Addieren ins Aschgraue

Formen und Kräfte - ein mathematisch-physikalischer Gang zur Kunst

Die Schneckentreppe und ihre Abwicklung

In den Rasen eingebettet fallen zunächst mehrere Stufen auf, die absteigend kleiner werden und eine Spirale bilden.

Jede einzelne Stufe besteht aus einem Quadrat mit einem dreieckigen Ausschnitt, in den die nächste Stufe dann passt.

Dabei hat der Ausschnitt ein Viertel der Fläche des Quadrats, die folgende Stufe hat gerade die Hälfte der Fläche der vorausgehenden Stufe.

Das sieht man im folgenden Bild: das hellblaue Dreieck ist doppelt so groß wie das hellgrüne, das dunkelblaue doppelt so groß wie das dunkelgrüne.

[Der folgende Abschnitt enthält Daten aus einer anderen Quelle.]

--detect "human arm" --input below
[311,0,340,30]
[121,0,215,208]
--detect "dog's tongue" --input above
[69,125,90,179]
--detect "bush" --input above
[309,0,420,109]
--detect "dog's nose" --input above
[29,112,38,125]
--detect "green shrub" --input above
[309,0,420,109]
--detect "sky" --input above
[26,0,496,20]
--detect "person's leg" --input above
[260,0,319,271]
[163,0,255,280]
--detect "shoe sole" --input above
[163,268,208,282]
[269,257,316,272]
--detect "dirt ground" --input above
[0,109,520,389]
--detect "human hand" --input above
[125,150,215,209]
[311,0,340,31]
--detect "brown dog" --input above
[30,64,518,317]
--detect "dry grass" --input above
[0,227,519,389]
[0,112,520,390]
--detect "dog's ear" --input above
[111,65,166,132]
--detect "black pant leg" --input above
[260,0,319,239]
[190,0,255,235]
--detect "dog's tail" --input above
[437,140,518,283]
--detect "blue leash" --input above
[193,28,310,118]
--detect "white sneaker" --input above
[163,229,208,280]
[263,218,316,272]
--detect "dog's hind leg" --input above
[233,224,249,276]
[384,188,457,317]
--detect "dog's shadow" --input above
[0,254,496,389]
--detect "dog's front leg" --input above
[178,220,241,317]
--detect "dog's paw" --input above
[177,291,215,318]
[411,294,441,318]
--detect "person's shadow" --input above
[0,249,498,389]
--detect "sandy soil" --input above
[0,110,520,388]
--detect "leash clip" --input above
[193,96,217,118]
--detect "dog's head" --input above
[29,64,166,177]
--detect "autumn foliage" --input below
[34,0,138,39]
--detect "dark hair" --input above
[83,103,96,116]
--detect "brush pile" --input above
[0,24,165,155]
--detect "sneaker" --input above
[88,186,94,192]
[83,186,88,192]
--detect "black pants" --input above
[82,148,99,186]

Die Stufen fahren in dieser Weise fort, werden immer kleiner und bilden eine Spirale:

Das wäre kein Problem, wenn man sich vorstellt, dass die Stufen sich spiralig immer weiter ins Erdreich hinab anordnen — wie bei einer Wendeltreppe (bei der hier realisierten Stufenhöhe könnten allerdings nur sehr kleine Zwerge diese Treppe nutzen ...)
Diese Vorstellung führt auf eine beliebig tief absteigende Treppe.

Neben der Treppe sind Kopien der Stufen in den Rasen hinaus abgewickelt: Bei dieser Anordnung kann man beliebig viele weitere Stufen überlappungsfrei anfügen.

Obwohl wir — in Gedanken — immer weitere Stufen anfügen (und die Wendeltreppe beliebig weit nach unten führt), kommen wir durch die Abwicklung über die im Bild (und im Rasen) angedeutete Fläche nicht hinaus.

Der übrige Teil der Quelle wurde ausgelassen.